Edit

Share via


Index tuning

Index tuning is a feature in your Azure Database for PostgreSQL flexible server instance that automatically improves the performance of your workload by analyzing the tracked queries and providing index recommendations.

It's a built-in offering in your Azure Database for PostgreSQL flexible server instance, which builds on top of Monitor performance with query store functionality. Index tuning analyzes the workload tracked by query store, and produces index recommendations to improve the performance of the analyzed workload or to drop duplicate or unused indexes.

General description of the index tuning algorithm

When the index_tuning.mode server parameter is configured to report, tuning sessions are automatically started with the frequency configured in server parameter index_tuning.analysis_interval, expressed in minutes.

In the first phase, the tuning session searches for the list of databases in which it considers that whatever recommendations it might produce might significantly impact the overall performance of the system. To do so, it collects all queries recorded by query store whose executions were captured within the lookup interval this tuning session is focusing on. The lookup interval currently spans to the past index_tuning.analysis_interval minutes, from the starting time of the tuning session.

For all user-initiated queries with executions recorded in query store and whose runtime statistics aren't reset, the system ranks them based on their aggregated total execution time. It focuses its attention on the most prominent queries, based on their duration.

The following queries are excluded from that list:

  • System-initiated queries. (that is, queries executed by azuresu role)
  • Queries executed in the context of any system database (azure_sys, template0, template1, and azure_maintenance).

The algorithm iterates over the target databases, searching for possible indexes that could improve the performance of analyzed workloads.
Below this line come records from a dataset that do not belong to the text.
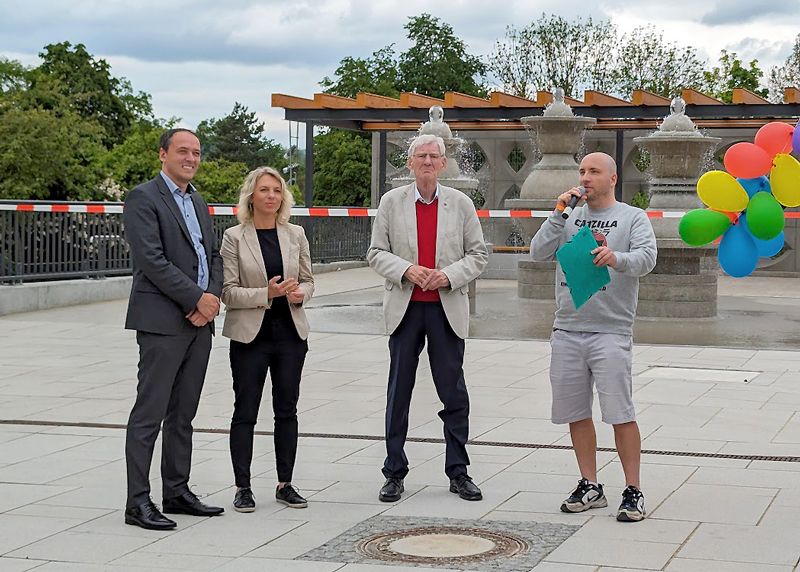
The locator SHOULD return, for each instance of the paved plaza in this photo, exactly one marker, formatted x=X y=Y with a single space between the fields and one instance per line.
x=727 y=501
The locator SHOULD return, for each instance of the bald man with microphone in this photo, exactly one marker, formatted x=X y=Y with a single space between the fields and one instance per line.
x=592 y=346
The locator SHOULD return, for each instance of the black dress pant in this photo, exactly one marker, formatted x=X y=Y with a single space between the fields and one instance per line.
x=172 y=369
x=426 y=320
x=277 y=349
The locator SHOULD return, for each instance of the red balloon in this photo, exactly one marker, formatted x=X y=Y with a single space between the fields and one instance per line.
x=775 y=137
x=747 y=161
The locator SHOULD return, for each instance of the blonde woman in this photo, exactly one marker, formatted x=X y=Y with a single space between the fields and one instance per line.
x=267 y=279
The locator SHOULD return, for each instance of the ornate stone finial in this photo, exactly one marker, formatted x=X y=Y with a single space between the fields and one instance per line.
x=677 y=121
x=677 y=106
x=436 y=125
x=558 y=108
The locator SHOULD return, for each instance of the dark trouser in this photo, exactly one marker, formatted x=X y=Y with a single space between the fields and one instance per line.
x=171 y=374
x=446 y=355
x=278 y=349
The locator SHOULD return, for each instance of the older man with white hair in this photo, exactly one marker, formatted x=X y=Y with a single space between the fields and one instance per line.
x=428 y=245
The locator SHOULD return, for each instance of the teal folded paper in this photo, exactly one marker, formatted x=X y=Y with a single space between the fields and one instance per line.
x=584 y=279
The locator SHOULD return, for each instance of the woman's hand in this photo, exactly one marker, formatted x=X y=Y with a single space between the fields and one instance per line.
x=277 y=289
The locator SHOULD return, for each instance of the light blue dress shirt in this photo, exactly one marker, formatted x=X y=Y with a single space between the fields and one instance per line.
x=186 y=206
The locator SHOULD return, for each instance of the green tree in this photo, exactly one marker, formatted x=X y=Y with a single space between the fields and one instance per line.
x=344 y=174
x=135 y=160
x=70 y=77
x=720 y=81
x=786 y=75
x=554 y=52
x=239 y=138
x=13 y=78
x=377 y=74
x=44 y=155
x=646 y=61
x=219 y=180
x=438 y=61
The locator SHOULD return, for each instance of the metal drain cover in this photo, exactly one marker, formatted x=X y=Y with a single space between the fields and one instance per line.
x=446 y=543
x=441 y=545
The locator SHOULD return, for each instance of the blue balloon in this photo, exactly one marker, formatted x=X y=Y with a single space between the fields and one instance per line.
x=765 y=248
x=753 y=186
x=738 y=255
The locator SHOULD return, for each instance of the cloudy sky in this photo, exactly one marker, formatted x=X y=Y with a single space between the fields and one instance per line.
x=197 y=57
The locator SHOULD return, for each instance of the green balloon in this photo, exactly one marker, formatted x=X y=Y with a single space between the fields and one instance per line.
x=701 y=226
x=764 y=216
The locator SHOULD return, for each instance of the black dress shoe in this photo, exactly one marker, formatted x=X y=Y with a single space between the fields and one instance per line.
x=188 y=503
x=391 y=490
x=148 y=516
x=465 y=488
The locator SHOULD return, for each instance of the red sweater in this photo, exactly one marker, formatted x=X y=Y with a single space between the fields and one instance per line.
x=426 y=245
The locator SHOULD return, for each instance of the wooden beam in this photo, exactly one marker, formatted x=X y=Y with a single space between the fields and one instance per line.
x=694 y=97
x=644 y=97
x=500 y=99
x=419 y=101
x=372 y=101
x=455 y=99
x=602 y=124
x=292 y=102
x=741 y=95
x=329 y=101
x=591 y=97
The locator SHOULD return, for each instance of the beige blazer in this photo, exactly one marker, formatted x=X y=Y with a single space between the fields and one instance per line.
x=245 y=284
x=460 y=252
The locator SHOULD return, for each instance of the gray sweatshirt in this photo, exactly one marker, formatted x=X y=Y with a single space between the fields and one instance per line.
x=624 y=229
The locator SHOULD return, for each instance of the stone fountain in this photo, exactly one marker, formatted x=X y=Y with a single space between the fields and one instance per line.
x=557 y=134
x=684 y=281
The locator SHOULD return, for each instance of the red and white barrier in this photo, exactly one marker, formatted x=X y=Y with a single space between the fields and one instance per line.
x=101 y=208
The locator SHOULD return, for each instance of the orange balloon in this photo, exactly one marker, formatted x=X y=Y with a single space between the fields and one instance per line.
x=775 y=137
x=747 y=161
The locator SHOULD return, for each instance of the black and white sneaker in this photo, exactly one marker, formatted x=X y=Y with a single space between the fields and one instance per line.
x=632 y=507
x=289 y=496
x=244 y=501
x=585 y=496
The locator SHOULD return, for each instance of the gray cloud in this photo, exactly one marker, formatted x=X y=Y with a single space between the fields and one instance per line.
x=739 y=11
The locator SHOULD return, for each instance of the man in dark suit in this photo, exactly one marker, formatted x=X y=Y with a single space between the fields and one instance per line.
x=177 y=282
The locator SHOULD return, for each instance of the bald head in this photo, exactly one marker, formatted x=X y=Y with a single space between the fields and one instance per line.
x=611 y=165
x=598 y=175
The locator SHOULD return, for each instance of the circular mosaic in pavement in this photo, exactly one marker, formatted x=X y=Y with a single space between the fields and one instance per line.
x=441 y=545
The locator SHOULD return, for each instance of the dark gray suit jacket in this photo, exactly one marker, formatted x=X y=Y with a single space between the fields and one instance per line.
x=164 y=288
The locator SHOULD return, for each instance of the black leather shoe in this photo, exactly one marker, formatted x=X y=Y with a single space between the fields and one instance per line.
x=391 y=490
x=188 y=503
x=148 y=516
x=465 y=488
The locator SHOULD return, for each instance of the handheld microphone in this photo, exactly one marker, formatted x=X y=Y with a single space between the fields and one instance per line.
x=572 y=202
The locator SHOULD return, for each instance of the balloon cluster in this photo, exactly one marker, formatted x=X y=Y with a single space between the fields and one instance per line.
x=746 y=206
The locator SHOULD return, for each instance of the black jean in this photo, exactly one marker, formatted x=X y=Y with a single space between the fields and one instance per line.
x=277 y=349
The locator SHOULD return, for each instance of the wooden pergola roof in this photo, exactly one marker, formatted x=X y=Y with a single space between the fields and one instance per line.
x=501 y=111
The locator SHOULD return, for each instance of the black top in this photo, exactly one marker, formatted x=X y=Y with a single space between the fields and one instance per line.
x=273 y=261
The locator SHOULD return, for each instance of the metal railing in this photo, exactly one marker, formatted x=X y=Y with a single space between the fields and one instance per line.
x=37 y=246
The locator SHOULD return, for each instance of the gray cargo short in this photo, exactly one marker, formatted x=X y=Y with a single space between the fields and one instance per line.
x=580 y=360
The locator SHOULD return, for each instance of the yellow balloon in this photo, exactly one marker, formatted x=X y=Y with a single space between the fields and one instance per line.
x=722 y=192
x=785 y=180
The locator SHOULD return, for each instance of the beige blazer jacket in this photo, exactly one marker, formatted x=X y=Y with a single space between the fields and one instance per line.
x=460 y=252
x=245 y=284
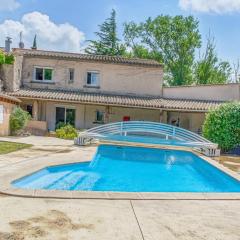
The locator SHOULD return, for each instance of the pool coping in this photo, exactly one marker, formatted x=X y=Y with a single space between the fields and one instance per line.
x=6 y=187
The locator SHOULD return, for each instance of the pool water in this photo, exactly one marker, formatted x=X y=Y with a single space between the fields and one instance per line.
x=134 y=169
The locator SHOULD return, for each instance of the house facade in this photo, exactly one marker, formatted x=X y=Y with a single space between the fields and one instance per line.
x=87 y=91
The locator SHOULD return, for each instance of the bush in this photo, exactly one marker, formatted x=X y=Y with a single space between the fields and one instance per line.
x=2 y=57
x=6 y=58
x=66 y=132
x=222 y=126
x=60 y=125
x=18 y=120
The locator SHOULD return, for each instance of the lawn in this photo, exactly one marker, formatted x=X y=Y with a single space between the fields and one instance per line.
x=7 y=147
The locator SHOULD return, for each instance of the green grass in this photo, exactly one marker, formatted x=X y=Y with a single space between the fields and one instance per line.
x=7 y=147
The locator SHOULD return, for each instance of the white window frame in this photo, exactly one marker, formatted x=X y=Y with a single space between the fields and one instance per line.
x=98 y=80
x=65 y=111
x=70 y=81
x=39 y=81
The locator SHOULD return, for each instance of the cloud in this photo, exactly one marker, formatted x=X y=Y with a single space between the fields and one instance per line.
x=215 y=6
x=50 y=36
x=8 y=5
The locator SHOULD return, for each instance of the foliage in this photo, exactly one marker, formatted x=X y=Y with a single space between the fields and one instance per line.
x=7 y=147
x=6 y=58
x=222 y=126
x=170 y=40
x=209 y=70
x=66 y=132
x=60 y=125
x=108 y=43
x=2 y=57
x=9 y=59
x=18 y=119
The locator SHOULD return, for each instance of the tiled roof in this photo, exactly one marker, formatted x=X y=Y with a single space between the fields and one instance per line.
x=115 y=100
x=88 y=57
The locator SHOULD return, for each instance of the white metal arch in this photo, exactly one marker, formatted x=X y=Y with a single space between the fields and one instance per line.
x=164 y=131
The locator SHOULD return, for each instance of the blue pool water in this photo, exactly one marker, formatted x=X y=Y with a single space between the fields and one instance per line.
x=134 y=169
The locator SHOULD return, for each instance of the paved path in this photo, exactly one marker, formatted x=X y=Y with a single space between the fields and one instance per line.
x=118 y=219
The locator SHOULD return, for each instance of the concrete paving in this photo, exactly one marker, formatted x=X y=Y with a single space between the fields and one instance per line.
x=25 y=218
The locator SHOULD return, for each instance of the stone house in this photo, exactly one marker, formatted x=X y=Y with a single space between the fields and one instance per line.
x=7 y=104
x=89 y=90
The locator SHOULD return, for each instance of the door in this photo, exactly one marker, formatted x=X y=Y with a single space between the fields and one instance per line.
x=65 y=115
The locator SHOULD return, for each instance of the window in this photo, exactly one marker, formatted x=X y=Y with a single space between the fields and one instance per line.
x=29 y=109
x=71 y=75
x=43 y=74
x=93 y=78
x=65 y=115
x=99 y=117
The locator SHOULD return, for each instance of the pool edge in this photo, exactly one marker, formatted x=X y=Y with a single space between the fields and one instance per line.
x=6 y=187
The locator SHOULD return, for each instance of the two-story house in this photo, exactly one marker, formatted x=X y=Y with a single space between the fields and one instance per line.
x=88 y=90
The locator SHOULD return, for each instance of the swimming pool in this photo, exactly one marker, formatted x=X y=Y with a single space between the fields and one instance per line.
x=134 y=169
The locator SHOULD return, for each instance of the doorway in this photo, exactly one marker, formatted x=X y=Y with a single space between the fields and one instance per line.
x=65 y=115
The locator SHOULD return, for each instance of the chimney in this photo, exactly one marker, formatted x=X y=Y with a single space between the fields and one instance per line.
x=8 y=42
x=34 y=47
x=21 y=43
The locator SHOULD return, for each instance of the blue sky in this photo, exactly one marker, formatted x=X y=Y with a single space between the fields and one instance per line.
x=65 y=25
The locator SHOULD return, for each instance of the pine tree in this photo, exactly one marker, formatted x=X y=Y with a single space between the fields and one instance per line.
x=108 y=43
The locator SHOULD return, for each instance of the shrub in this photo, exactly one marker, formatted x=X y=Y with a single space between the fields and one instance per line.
x=18 y=119
x=60 y=125
x=222 y=126
x=66 y=132
x=2 y=57
x=9 y=59
x=6 y=58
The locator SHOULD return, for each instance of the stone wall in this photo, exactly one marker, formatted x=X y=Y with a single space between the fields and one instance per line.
x=11 y=74
x=7 y=110
x=113 y=77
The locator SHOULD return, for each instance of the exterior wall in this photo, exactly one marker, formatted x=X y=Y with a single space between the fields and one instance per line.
x=4 y=126
x=221 y=92
x=11 y=74
x=7 y=76
x=85 y=114
x=190 y=121
x=113 y=77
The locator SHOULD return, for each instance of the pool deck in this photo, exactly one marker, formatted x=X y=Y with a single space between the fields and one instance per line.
x=68 y=153
x=119 y=217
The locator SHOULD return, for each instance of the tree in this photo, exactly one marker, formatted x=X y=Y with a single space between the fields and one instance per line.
x=209 y=70
x=170 y=40
x=222 y=126
x=108 y=43
x=236 y=72
x=6 y=58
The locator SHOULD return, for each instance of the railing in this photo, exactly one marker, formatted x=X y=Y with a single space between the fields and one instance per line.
x=169 y=132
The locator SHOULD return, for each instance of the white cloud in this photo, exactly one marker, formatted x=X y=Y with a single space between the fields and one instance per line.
x=8 y=5
x=50 y=36
x=215 y=6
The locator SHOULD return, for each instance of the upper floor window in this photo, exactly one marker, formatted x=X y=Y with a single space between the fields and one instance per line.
x=43 y=74
x=93 y=79
x=99 y=117
x=71 y=75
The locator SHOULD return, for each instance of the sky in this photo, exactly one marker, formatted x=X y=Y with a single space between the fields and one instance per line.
x=65 y=25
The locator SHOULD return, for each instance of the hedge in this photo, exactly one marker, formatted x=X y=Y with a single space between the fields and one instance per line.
x=222 y=126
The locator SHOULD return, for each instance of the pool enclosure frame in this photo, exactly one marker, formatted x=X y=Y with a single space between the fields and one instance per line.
x=184 y=137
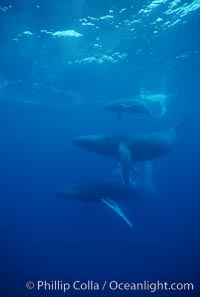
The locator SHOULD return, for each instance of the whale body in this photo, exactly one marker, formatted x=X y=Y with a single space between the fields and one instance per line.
x=129 y=148
x=127 y=106
x=105 y=192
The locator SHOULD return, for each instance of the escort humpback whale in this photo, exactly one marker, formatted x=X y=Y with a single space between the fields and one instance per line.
x=105 y=192
x=128 y=106
x=128 y=148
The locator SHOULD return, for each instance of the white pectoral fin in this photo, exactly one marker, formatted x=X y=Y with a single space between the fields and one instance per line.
x=119 y=115
x=125 y=162
x=110 y=203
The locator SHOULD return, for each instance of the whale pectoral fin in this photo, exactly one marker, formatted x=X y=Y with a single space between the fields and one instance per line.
x=111 y=204
x=119 y=115
x=125 y=162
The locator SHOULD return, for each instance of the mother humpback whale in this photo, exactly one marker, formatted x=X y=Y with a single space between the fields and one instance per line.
x=105 y=192
x=128 y=148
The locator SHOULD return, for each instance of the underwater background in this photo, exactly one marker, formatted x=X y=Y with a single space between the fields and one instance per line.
x=60 y=62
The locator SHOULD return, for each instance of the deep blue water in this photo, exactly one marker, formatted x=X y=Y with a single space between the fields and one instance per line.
x=52 y=91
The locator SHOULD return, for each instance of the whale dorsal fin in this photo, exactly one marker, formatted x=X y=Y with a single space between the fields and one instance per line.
x=110 y=203
x=125 y=162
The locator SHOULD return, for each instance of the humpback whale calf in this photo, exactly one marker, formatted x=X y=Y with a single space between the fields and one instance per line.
x=105 y=192
x=128 y=148
x=128 y=106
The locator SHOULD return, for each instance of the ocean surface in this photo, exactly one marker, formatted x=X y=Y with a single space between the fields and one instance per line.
x=60 y=63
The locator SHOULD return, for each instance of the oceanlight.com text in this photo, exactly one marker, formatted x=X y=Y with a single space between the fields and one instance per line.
x=112 y=285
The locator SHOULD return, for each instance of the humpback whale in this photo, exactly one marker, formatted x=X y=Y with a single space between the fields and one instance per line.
x=128 y=106
x=105 y=192
x=128 y=148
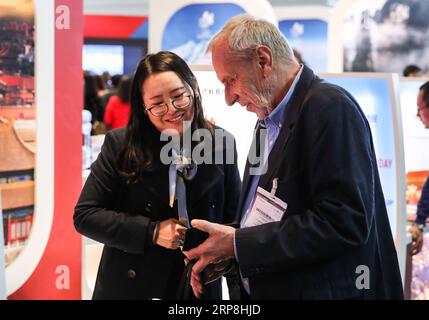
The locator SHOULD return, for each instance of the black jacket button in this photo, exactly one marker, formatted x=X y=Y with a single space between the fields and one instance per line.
x=131 y=274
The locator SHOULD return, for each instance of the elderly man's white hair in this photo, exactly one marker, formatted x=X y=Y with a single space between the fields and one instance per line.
x=246 y=32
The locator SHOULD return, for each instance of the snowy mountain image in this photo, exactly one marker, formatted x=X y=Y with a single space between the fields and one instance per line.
x=189 y=31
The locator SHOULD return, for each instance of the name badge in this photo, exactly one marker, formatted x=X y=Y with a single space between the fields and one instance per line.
x=266 y=208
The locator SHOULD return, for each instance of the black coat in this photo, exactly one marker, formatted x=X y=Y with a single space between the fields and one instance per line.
x=336 y=218
x=123 y=216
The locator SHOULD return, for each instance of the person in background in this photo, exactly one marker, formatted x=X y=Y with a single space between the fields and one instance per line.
x=129 y=202
x=418 y=226
x=313 y=219
x=412 y=71
x=118 y=108
x=91 y=99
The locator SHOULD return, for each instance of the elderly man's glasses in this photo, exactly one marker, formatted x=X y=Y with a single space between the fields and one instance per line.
x=181 y=102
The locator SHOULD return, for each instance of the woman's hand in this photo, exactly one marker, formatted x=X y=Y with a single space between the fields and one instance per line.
x=170 y=234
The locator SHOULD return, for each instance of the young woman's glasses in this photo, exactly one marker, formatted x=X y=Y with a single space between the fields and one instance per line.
x=181 y=102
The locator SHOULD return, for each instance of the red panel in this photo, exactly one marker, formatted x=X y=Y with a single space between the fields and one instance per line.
x=111 y=27
x=64 y=245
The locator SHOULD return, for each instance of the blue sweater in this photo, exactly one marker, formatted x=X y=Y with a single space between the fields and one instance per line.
x=423 y=205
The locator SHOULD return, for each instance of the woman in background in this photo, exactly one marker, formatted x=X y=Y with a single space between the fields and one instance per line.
x=128 y=202
x=118 y=108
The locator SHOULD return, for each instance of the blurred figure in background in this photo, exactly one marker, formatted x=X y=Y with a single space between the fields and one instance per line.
x=91 y=99
x=118 y=108
x=412 y=71
x=423 y=205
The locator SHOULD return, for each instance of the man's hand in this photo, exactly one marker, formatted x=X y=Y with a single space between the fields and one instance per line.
x=417 y=236
x=215 y=250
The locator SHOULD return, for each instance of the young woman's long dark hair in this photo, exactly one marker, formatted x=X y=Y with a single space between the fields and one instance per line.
x=141 y=135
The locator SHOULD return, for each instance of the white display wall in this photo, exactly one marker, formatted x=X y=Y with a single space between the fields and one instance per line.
x=2 y=274
x=186 y=26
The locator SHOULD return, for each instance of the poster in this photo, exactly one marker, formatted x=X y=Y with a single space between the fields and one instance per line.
x=46 y=106
x=306 y=28
x=377 y=95
x=224 y=116
x=186 y=27
x=309 y=37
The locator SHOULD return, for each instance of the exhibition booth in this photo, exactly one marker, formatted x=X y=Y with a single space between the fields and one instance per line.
x=43 y=160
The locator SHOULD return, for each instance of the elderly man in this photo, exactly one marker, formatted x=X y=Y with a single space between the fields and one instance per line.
x=313 y=225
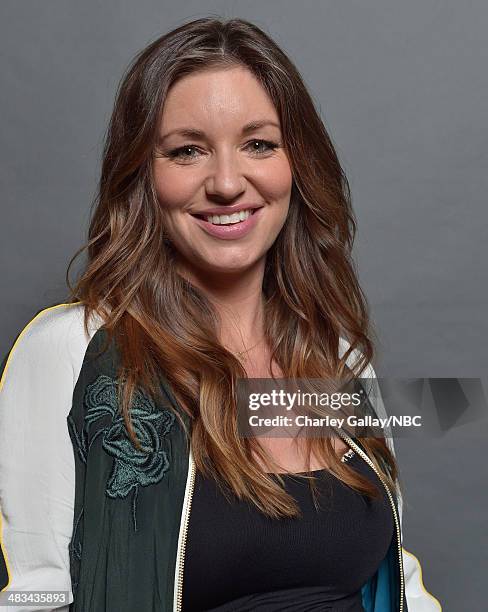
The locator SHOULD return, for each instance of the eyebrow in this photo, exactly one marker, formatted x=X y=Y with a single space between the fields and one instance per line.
x=190 y=132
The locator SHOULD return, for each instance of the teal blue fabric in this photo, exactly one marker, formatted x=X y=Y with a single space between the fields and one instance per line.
x=128 y=505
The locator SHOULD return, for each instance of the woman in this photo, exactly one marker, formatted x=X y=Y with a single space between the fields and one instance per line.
x=219 y=250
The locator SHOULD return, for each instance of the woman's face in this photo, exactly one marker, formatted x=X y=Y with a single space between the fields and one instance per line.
x=209 y=160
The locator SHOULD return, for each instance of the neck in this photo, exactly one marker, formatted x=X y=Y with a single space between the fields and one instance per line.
x=239 y=302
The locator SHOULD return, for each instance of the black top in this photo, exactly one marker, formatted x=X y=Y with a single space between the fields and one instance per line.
x=238 y=559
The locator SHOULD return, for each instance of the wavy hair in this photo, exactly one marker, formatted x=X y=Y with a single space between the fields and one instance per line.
x=163 y=323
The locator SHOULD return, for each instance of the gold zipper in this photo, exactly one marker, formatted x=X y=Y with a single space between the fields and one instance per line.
x=180 y=557
x=351 y=443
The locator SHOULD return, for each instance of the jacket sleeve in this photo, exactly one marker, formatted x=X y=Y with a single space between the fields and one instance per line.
x=418 y=598
x=36 y=458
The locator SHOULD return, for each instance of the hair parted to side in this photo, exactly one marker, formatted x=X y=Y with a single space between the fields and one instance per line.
x=162 y=323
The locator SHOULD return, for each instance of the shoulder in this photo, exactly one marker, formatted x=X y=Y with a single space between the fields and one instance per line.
x=54 y=340
x=354 y=358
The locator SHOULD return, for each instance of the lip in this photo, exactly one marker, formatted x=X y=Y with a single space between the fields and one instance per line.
x=230 y=232
x=227 y=210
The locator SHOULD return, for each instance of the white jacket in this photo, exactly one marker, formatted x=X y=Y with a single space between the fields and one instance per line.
x=37 y=470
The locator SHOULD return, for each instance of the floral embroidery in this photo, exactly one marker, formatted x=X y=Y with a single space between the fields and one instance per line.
x=132 y=468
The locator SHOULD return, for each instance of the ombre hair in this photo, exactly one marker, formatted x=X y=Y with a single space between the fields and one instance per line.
x=163 y=323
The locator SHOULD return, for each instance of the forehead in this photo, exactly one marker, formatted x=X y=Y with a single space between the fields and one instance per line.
x=217 y=98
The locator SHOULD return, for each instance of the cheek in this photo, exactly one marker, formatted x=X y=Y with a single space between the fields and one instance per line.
x=275 y=182
x=174 y=188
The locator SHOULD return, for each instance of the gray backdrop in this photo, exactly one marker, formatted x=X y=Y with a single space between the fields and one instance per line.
x=402 y=87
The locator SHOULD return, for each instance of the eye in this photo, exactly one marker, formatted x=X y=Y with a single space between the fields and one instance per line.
x=184 y=153
x=270 y=146
x=179 y=153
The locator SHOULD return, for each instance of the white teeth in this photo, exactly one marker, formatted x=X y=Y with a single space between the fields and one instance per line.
x=226 y=219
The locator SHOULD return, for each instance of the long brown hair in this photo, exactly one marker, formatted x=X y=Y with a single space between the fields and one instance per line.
x=163 y=323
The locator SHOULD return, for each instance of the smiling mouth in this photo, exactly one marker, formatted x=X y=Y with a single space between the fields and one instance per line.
x=232 y=219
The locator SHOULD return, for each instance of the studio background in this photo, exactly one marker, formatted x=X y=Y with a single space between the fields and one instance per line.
x=402 y=88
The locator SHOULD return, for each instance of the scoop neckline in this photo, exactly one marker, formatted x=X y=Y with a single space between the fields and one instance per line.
x=351 y=458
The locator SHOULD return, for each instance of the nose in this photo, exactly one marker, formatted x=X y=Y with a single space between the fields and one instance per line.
x=225 y=179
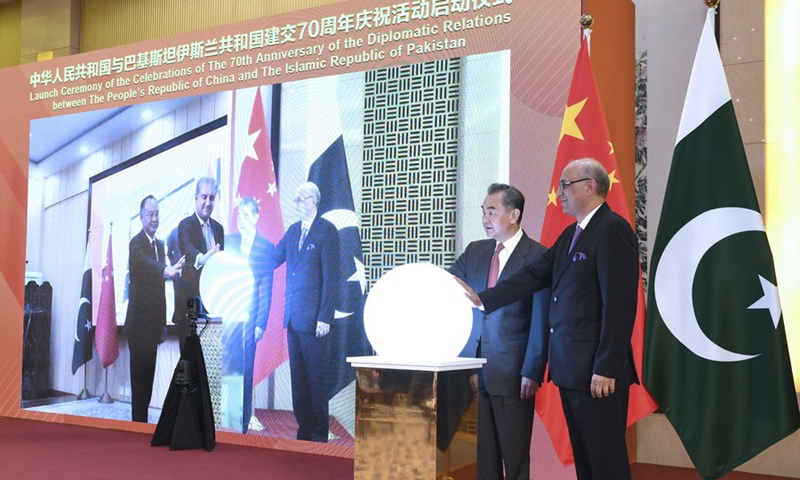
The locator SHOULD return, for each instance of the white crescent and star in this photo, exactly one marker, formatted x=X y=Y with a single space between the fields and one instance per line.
x=674 y=278
x=342 y=218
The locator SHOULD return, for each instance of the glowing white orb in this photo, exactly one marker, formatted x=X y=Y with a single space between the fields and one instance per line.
x=417 y=312
x=226 y=286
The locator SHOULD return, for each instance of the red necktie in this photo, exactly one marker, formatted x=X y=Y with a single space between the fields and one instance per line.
x=209 y=235
x=494 y=268
x=575 y=236
x=303 y=233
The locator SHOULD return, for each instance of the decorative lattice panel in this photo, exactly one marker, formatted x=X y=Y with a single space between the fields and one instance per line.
x=211 y=342
x=410 y=165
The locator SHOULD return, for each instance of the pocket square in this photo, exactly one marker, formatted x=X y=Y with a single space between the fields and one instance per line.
x=578 y=257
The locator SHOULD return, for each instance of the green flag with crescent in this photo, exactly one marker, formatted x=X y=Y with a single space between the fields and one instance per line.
x=716 y=357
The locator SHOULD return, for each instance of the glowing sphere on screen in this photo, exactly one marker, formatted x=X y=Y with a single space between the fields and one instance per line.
x=226 y=286
x=417 y=313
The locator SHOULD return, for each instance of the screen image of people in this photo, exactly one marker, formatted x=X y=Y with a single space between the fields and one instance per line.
x=262 y=204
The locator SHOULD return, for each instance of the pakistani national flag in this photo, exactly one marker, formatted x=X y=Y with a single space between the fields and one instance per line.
x=716 y=357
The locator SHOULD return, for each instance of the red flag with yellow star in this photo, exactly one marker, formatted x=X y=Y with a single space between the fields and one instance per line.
x=584 y=133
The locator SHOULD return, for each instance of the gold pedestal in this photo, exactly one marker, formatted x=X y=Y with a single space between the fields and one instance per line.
x=407 y=418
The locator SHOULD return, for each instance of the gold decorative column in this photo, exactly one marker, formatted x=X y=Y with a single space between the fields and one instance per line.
x=407 y=418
It also searches for indexes that can be eliminated because they're identified as duplicates or not used for a configurable period of time.

CREATE INDEX recommendations

For each database identified as a candidate to analyze for producing index recommendations, all SELECT, UPDATE, INSERT, and DELETE queries executed during the lookup interval and in the context of that specific database are factored in.

The resulting set of queries is ranked based on their aggregated total execution time, and the top index_tuning.max_queries_per_database is analyzed for possible index recommendations.

Potential recommendations aim to improve the performance of these types of queries:

  • Queries with filters (that is, queries with predicates in the WHERE clause),
  • Queries joining multiple relations, whether they follow the syntax in which joins are expressed with JOIN clause or whether the join predicates are expressed in the WHERE clause.
  • Queries combining filters and join predicates.
  • Queries with grouping (queries with a GROUP BY clause).
  • Queries combining filters and grouping.
  • Queries with sorting (queries with an ORDER BY clause).
  • Queries combining filters and sorting.

Note

The only type of indexes the system currently recommends are those of type B-Tree.

If a query references one column of a table and that table has no statistics, it skips the whole query and doesn't produce any index recommendations to improve its execution.

Analysis required to gather statistics can be triggered manually using the ANALYZE command or automatically by the autovacuum daemon.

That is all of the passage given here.